本発明は、誘電材料、積層セラミックコンデンサ、圧電材料等に用いられるチタン酸バリウムおよびその製造方法に関し、詳しくは、内部に欠陥を持たないチタン酸バリウムおよびその製造方法に関する。
チタン酸バリウムは誘電材料、積層セラミックコンデンサ、圧電材料等の機能材料として広く用いられている。

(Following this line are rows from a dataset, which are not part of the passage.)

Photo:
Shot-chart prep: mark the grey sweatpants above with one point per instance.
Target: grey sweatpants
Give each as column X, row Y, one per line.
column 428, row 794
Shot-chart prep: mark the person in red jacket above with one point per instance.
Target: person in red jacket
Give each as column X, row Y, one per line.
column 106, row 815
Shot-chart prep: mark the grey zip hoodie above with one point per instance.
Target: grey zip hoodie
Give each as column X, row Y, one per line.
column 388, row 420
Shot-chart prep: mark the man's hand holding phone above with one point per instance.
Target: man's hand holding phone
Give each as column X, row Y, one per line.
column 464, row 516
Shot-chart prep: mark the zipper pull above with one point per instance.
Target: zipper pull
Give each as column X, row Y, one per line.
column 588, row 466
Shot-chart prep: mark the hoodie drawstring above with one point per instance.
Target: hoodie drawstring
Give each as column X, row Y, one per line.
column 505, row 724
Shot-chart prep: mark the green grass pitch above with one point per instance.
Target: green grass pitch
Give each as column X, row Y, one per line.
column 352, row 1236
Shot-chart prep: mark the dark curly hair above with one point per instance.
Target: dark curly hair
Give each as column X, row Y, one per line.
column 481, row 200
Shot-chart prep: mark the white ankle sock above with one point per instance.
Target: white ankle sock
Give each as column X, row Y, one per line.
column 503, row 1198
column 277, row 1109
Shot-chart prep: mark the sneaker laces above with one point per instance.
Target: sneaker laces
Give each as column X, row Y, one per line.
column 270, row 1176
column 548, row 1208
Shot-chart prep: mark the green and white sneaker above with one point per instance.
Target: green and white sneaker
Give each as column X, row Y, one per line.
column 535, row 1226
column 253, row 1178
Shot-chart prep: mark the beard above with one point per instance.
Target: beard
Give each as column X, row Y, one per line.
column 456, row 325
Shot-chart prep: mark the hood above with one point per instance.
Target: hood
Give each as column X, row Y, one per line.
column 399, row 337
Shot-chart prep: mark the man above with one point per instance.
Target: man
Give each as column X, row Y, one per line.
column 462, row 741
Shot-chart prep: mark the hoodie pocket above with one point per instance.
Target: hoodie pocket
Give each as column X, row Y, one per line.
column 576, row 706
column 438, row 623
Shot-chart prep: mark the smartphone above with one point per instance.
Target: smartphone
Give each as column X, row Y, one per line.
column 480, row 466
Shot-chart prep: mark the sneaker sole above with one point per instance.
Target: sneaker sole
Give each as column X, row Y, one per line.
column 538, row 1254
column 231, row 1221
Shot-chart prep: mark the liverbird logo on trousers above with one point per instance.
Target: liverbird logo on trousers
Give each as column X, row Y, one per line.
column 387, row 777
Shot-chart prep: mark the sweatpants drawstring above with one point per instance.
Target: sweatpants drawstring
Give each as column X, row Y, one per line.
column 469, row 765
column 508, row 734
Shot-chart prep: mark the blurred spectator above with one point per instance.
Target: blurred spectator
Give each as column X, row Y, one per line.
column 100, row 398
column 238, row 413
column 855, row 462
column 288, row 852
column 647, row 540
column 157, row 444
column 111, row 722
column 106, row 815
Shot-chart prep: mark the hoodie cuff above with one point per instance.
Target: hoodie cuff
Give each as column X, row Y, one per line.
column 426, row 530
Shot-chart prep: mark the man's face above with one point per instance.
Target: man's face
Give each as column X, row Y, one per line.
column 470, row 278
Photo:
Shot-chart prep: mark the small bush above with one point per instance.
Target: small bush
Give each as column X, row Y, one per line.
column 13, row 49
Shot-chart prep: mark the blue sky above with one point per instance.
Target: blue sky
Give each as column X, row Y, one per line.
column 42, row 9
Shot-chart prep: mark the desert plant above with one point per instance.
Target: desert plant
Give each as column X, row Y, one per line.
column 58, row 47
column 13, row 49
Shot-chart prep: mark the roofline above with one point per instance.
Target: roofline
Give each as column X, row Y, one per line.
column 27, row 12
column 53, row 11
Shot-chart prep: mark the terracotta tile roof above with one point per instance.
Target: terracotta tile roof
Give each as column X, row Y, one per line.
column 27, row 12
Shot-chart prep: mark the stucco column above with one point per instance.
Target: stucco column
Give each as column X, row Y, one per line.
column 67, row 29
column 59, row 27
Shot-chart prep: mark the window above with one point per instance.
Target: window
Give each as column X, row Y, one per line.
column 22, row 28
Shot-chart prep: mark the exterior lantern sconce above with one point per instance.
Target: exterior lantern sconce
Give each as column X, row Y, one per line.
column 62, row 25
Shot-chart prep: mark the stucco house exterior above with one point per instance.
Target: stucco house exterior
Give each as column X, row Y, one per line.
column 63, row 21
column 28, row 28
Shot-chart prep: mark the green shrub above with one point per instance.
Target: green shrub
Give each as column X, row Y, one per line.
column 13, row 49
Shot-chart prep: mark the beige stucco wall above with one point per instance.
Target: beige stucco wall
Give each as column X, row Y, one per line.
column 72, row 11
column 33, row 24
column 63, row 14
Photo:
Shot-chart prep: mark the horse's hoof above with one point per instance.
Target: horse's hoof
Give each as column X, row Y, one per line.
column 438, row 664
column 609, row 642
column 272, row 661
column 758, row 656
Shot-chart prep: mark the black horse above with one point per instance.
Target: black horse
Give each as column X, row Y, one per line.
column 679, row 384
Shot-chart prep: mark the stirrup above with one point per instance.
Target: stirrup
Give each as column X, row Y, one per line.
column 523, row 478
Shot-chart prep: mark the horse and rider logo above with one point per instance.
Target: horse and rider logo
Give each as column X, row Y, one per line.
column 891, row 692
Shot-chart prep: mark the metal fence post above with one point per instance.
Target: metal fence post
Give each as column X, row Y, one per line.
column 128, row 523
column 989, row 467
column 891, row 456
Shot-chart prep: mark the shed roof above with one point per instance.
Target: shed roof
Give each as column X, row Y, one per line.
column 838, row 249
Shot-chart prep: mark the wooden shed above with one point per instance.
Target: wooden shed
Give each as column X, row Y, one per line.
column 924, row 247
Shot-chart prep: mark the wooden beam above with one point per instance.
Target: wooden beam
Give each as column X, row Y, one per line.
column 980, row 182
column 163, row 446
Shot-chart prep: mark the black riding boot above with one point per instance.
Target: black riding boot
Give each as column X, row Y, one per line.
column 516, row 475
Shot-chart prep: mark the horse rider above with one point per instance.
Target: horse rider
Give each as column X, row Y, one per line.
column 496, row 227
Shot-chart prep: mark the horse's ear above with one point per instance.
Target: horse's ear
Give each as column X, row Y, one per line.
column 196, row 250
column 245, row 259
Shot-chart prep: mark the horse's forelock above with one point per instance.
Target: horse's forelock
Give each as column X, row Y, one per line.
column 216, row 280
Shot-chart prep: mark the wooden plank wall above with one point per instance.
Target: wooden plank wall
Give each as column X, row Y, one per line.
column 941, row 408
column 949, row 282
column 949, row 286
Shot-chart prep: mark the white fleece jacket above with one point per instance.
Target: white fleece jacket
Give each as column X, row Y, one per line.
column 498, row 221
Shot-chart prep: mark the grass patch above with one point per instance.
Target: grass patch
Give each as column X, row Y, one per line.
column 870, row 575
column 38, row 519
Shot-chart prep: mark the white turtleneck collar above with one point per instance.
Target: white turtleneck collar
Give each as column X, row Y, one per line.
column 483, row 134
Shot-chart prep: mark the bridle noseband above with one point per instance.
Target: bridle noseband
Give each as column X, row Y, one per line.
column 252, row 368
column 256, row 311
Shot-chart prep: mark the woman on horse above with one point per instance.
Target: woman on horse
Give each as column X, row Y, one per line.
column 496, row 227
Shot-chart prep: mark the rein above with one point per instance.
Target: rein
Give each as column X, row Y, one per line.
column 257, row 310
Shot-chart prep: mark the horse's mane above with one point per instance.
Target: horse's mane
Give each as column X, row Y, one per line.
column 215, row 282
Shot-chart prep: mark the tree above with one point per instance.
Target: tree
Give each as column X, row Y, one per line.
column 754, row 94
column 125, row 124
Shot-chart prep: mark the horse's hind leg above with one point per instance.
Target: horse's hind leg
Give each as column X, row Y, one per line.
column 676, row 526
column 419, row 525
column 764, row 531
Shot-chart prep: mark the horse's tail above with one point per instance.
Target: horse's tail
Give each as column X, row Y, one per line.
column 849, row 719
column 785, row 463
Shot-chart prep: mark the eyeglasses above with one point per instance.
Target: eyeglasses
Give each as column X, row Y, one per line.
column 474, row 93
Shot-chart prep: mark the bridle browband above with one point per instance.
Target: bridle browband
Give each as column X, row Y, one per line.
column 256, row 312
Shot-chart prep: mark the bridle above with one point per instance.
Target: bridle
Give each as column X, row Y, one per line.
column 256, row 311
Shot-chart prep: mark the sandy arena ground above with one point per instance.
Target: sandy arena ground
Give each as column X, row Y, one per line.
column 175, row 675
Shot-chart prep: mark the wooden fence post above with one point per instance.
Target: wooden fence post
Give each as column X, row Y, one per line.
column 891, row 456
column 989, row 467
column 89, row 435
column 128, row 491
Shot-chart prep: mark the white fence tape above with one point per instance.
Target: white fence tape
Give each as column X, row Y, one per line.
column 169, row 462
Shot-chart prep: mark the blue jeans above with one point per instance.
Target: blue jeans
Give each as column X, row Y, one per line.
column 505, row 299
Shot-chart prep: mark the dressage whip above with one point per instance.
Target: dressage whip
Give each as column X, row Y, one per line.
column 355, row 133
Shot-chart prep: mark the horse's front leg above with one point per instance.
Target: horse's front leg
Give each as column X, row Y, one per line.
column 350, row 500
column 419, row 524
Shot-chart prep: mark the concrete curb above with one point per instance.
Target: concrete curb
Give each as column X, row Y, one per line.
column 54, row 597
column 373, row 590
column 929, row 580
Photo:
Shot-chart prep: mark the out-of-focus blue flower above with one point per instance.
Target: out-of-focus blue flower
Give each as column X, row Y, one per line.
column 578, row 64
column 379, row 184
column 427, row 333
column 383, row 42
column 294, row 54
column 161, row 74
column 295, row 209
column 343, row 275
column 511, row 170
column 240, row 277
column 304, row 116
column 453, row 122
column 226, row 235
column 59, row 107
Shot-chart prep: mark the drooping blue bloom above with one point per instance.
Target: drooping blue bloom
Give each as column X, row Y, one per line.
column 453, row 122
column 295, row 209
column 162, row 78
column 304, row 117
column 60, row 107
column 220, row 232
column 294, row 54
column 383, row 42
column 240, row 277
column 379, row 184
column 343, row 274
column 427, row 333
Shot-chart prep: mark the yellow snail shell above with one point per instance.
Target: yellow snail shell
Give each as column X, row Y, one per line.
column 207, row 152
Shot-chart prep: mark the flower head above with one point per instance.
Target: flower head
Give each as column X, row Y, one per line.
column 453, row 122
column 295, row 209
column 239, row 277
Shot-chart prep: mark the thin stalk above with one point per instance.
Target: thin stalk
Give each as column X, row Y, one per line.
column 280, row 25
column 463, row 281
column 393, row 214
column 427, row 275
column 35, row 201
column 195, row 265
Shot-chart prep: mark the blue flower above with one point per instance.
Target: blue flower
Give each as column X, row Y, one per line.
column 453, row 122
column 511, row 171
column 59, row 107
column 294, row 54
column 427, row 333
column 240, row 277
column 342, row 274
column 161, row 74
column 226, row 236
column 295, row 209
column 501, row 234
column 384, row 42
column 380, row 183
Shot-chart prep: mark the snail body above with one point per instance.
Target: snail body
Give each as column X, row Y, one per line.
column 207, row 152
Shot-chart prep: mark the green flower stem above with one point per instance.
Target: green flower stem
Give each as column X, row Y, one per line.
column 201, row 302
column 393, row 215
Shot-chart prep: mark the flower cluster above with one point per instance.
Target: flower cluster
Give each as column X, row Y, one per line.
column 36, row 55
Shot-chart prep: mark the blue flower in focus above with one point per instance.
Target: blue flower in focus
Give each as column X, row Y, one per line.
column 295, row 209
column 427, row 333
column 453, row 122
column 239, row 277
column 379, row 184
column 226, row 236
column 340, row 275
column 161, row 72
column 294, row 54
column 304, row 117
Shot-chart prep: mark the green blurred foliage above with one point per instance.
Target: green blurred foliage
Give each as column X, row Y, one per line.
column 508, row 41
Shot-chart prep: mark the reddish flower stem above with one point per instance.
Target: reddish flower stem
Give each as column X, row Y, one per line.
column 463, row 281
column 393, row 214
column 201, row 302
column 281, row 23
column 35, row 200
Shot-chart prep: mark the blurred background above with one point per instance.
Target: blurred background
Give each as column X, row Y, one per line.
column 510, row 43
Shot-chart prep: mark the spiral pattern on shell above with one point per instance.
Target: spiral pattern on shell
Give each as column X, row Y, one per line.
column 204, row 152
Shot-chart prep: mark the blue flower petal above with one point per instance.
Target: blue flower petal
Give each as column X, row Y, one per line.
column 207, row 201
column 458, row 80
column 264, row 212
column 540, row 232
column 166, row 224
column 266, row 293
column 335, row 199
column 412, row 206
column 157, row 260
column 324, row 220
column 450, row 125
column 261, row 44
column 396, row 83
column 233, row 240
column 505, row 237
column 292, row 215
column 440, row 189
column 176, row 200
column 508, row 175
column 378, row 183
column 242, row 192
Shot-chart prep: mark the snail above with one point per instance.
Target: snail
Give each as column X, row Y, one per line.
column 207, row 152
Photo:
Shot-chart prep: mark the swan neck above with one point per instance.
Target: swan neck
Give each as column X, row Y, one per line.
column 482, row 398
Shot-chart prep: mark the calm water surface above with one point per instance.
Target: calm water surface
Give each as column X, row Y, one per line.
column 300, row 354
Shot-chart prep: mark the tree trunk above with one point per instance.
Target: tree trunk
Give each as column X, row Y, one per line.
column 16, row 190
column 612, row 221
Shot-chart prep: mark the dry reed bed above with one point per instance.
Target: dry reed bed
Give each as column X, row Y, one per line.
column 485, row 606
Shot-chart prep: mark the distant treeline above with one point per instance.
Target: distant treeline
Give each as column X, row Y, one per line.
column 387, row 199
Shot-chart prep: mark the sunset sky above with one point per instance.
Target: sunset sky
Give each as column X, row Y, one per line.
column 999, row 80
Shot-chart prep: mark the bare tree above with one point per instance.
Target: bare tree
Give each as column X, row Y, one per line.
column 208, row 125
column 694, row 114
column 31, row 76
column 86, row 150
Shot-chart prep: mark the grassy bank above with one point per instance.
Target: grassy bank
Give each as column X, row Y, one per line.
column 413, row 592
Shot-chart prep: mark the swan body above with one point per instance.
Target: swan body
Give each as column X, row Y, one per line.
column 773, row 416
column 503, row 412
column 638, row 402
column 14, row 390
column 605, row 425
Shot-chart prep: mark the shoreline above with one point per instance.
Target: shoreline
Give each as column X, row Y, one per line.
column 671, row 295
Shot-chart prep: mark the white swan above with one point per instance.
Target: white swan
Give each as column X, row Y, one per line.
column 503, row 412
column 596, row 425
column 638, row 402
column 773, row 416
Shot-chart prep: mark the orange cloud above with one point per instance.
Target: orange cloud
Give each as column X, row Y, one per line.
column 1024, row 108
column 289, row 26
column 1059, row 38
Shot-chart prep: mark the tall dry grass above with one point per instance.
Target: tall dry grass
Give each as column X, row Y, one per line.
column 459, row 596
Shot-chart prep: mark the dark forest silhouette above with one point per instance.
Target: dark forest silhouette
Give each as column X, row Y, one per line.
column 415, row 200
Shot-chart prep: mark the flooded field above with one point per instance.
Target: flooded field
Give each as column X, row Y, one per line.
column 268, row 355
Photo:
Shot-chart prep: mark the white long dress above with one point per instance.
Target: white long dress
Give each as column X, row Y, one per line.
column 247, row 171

電子部品の小型化、軽量化が進んでいることから、より粒径が小さく、かつ、誘電率が高い等の電気的特性の優れるチタン酸バリウムを得る方法の開発が望まれている。
固相法で得られる欠陥のないチタン酸バリウムは、誘電率が高いことが知られているが、十分に粒径を小さくすることができず、また、粒径の小さい湿式合成チタン酸バリウムは、欠陥を有し、十分に誘電率を高くできなかった。
チタン酸バリウム等のチタン酸バリウム粒子を製造する方法としては、酸化物や炭酸塩を原料とし、それらの粉末をボールミル等で混合した後、約800℃以上の高温で反応させて製造する固相法や、まず蓚酸複合塩を調製し、これを熱分解してチタン酸バリウム粒子を得る蓚酸塩法、金属アルコキシドを原料とし、それらを加水分解して前駆体を得るアルコキシド法、原料を水溶媒中で高温高圧として反応させて前駆体を得る水熱合成法等がある。また、チタン化合物の加水分解生成物と水溶性バリウム塩とを強アルカリ水溶液中で反応させる方法(例えば、特許文献1)、酸化チタンゾルとバリウム化合物をアルカリ水溶液中で反応させる方法(例えば、特許文献2)、酸化チタンゾルとバリウム化合物を密閉容器中で反応させる方法(例えば、特許文献3)等がある。また、結晶格子中の水酸基量が1wt%以下の原料を用い、焼成条件を整えることで、格子中の水酸基を0.1wt%まで減少させる方法(例えば、特許文献4)等がある。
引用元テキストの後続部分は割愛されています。